Fedora, KDE and Printing Package Policy Stinks

Keith ac7xc-lnx at wvi.com
Wed Apr 21 14:56:10 UTC 2004


On Wed, 2004-04-21 at 06:18, Keven Ring wrote:
> Keith wrote:
> 
> >On Tue, 2004-04-20 at 07:54, Jon Shorie wrote:
> >  
> >
> >>>I have a binary print server that requires LPRng, however
> >>>the folks at KDE and/or Fedora Developing have made it so
> >>>that CUPS is required to be installed to install KDE base.
> >>>This policy is short sighted and this forcing the adoption
> >>>of a print server system is anti-Open Source and choice.
> >>>I hope that this policy by Fedora Development and/or KDE
> >>>will stop now.
> >>> The Fedora development team do not have to support LPRng
> >>>but the way that they have forced CUPS down the throats of
> >>>Fedora users is absolutely wrong.
> >>>
> I have taken this off-list....
> 
> Are you suggesting that the Fedora team does not support *any* printing 
> package?  I mean, if they don't have to support LPRng, and they are bad 
> for forcing CUPS down your throat, then, it sounds like they are damned 
> if they do, damned if they don't.
> 

No, Requiring CUPS to install KDE is not the correct procedure.

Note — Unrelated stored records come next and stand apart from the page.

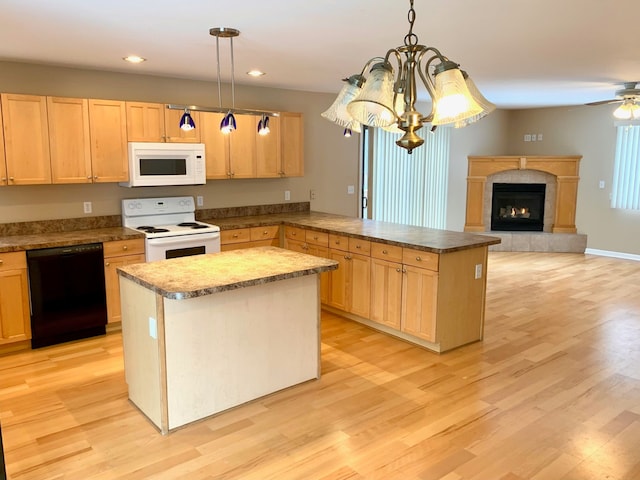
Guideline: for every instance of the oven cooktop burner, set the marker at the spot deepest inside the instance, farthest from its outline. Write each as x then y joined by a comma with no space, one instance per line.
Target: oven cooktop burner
150,229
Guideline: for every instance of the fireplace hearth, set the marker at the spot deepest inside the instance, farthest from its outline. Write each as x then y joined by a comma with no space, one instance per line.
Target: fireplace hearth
518,207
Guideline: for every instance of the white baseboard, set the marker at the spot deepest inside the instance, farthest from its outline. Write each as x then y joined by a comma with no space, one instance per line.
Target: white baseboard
607,253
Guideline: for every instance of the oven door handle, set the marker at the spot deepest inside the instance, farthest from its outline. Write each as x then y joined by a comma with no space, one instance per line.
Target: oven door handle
178,239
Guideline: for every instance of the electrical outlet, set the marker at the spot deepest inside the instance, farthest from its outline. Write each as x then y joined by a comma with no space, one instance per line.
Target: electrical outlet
478,271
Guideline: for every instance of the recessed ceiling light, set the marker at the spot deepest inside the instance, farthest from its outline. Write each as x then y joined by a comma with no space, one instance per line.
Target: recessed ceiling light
134,59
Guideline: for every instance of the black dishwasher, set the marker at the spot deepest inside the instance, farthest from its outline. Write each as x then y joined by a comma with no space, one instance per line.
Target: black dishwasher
68,298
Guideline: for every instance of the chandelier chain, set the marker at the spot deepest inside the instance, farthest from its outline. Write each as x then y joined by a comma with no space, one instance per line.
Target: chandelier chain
411,38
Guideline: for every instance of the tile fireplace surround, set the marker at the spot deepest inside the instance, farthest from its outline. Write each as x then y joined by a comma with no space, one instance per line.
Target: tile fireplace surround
559,173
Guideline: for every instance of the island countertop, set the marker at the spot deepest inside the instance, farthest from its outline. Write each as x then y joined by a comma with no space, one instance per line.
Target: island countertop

> So, to answer your specific question, "Why does the KDE RPMs require 
> CUPS".  Because KDE has items which require print capabilities, and the 
> Fedora team decided to use CUPS for their SYSTEM WIDE printing 
> mechanism.  If you don't agree with their choice of CUPS, talk to them 
> on the -devel list, not on a PRODUCTION RELEASE list.
> 

 Requiring CUPS to install KDE isn't the proper way to distribute open
source. Mandrake, SuSE and many other distributions don't force CUPS
down the throats of the end user to install KDE.


> I'm sure KDE can use either CUPS or LPRng, or, if you really want, a 
> hammer and a chisel.  What you are *whining* about is that you were not 
> presented with an option "Shall I install CUPS, the most widely used 
> UNIX Printing Solution, or LPRng to support your arcane binary print 
> server that is not RFC 1179 compliant"

 Whining is good for development and the most usability for the end
user. If people aren't allowed to complain about the product then 
the developers and end user have no communication and the product sucks.

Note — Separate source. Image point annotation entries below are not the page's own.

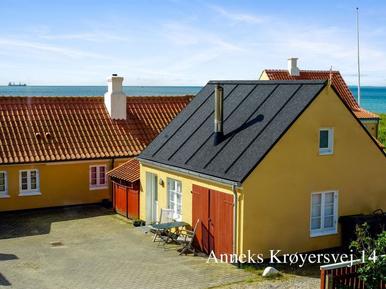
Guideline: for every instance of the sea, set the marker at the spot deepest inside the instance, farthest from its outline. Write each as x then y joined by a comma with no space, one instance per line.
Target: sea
373,98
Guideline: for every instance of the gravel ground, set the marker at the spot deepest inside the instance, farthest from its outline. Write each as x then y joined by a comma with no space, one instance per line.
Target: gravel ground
293,282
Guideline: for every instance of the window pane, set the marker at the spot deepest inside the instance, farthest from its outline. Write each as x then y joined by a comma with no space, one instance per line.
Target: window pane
179,203
323,139
316,200
2,181
102,175
24,180
329,210
329,198
33,180
329,222
316,211
315,223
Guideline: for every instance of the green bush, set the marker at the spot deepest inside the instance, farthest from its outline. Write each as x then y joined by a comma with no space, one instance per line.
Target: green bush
382,129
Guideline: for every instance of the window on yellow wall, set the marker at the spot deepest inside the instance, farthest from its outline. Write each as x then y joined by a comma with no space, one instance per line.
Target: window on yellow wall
324,213
326,141
174,190
98,177
3,185
29,182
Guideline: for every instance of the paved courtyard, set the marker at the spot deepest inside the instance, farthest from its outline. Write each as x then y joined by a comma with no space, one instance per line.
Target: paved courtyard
89,247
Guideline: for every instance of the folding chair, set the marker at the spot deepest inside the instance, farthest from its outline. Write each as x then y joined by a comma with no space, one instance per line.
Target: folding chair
166,216
186,239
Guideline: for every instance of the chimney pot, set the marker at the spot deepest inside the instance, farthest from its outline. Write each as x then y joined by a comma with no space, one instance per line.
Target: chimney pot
293,66
218,113
115,98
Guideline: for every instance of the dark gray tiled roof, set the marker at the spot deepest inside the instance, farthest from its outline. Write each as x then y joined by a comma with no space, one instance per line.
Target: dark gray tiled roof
256,115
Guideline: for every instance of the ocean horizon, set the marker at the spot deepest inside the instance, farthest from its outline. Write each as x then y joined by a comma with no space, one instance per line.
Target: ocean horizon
373,98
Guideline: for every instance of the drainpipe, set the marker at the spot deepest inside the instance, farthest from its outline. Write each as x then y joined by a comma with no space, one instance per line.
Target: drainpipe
235,201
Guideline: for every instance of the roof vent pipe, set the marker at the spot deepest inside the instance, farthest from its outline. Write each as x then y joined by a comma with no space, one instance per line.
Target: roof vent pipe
293,68
115,98
218,113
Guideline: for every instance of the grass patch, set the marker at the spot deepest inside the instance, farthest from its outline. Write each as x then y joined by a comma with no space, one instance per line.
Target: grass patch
382,128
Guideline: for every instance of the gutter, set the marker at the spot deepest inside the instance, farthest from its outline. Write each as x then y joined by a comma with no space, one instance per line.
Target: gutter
235,203
233,184
190,173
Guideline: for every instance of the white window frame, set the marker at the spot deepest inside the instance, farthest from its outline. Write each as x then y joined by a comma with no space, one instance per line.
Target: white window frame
98,185
322,231
330,149
172,194
4,194
29,191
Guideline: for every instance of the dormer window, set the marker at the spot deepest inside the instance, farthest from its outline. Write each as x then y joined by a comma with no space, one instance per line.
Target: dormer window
326,141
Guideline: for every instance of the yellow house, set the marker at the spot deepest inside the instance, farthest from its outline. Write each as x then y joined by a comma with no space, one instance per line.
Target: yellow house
55,151
284,161
369,119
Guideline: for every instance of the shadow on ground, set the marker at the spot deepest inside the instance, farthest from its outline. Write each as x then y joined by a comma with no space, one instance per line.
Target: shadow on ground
4,281
38,222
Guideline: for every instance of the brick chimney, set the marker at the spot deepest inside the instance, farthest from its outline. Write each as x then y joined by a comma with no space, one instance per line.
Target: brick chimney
115,98
293,66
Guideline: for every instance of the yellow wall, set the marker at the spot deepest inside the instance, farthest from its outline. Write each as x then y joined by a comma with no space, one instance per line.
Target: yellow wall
61,184
274,201
372,127
277,195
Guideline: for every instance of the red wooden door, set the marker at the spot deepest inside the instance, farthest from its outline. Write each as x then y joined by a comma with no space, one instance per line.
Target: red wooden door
120,199
132,203
221,223
200,205
215,211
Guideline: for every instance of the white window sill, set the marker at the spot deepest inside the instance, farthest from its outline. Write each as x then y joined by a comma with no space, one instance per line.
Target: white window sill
98,188
25,194
323,233
326,153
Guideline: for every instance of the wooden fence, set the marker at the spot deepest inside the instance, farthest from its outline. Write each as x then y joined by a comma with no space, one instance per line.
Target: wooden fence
341,275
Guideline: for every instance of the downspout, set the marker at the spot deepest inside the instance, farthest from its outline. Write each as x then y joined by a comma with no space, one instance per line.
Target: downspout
112,184
235,202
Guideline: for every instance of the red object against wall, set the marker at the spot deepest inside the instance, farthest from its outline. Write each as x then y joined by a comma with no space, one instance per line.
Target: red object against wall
132,203
126,201
215,211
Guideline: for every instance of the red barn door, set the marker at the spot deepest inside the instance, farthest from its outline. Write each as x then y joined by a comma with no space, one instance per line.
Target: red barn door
215,211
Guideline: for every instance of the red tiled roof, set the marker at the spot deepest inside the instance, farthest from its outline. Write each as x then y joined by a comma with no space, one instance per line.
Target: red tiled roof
40,129
128,171
337,81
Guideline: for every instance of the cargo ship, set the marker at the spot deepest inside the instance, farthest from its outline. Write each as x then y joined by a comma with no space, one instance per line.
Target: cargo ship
16,84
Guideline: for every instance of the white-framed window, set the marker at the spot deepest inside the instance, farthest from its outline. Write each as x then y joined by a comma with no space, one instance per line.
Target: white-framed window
3,185
324,213
98,178
326,141
29,183
174,189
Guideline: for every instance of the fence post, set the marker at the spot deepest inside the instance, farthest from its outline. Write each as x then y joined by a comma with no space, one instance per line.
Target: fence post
322,279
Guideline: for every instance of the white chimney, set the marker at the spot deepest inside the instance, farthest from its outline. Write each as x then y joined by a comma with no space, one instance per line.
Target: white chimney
115,98
293,67
218,113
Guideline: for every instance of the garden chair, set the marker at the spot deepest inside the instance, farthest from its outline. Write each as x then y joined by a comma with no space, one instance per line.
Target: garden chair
186,238
166,216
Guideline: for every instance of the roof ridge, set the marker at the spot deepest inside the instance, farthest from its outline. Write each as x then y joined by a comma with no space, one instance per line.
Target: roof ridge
304,70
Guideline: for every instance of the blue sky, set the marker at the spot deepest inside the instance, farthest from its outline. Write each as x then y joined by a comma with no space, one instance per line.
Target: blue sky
185,42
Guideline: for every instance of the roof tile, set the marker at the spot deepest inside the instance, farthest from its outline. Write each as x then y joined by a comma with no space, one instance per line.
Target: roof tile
337,81
128,171
79,127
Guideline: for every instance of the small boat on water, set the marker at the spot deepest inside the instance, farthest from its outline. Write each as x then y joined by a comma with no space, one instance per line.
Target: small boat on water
16,84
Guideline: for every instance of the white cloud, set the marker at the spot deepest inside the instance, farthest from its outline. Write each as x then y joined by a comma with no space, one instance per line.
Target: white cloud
59,50
237,17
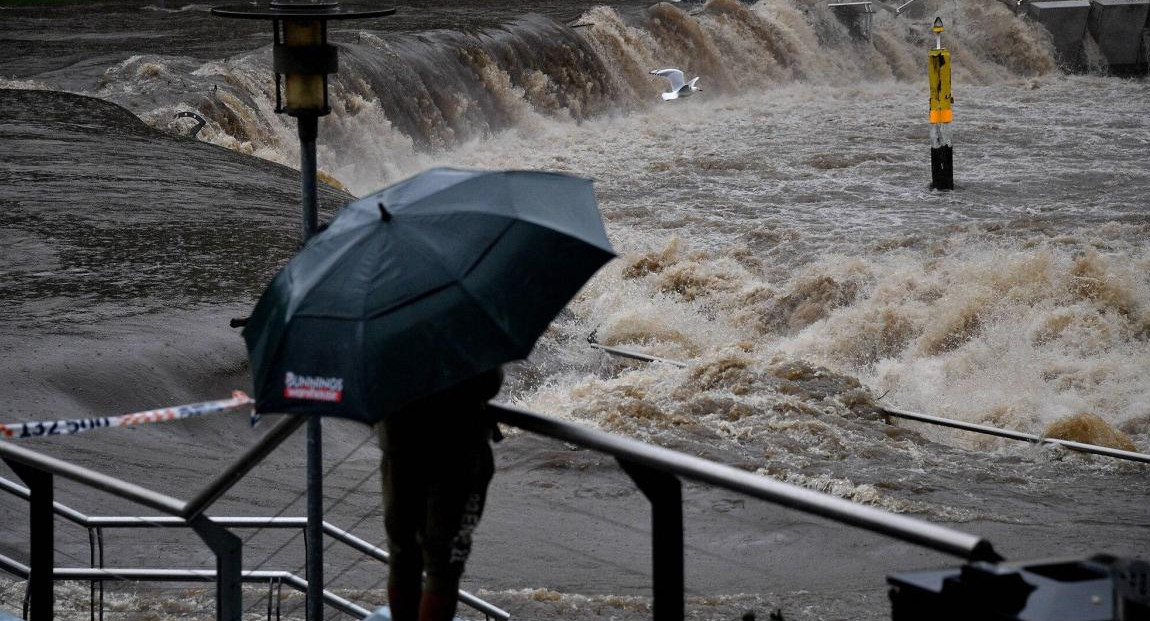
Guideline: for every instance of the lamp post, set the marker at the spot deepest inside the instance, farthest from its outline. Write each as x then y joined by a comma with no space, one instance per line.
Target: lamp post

>  during the install.  Of course, 
> if they did that, the installer would be 1000x more complicated than it 
> currently is, and no one would use it.

 KDE does not require CUPS, it is Red Hat & Fedora development team
that  require CUPS to install KDE. 



-- 
Best Regards,  Keith
NW Oregon Radio http://kilowatt-radio.org/
Pax melior est quam iustissimum bellum.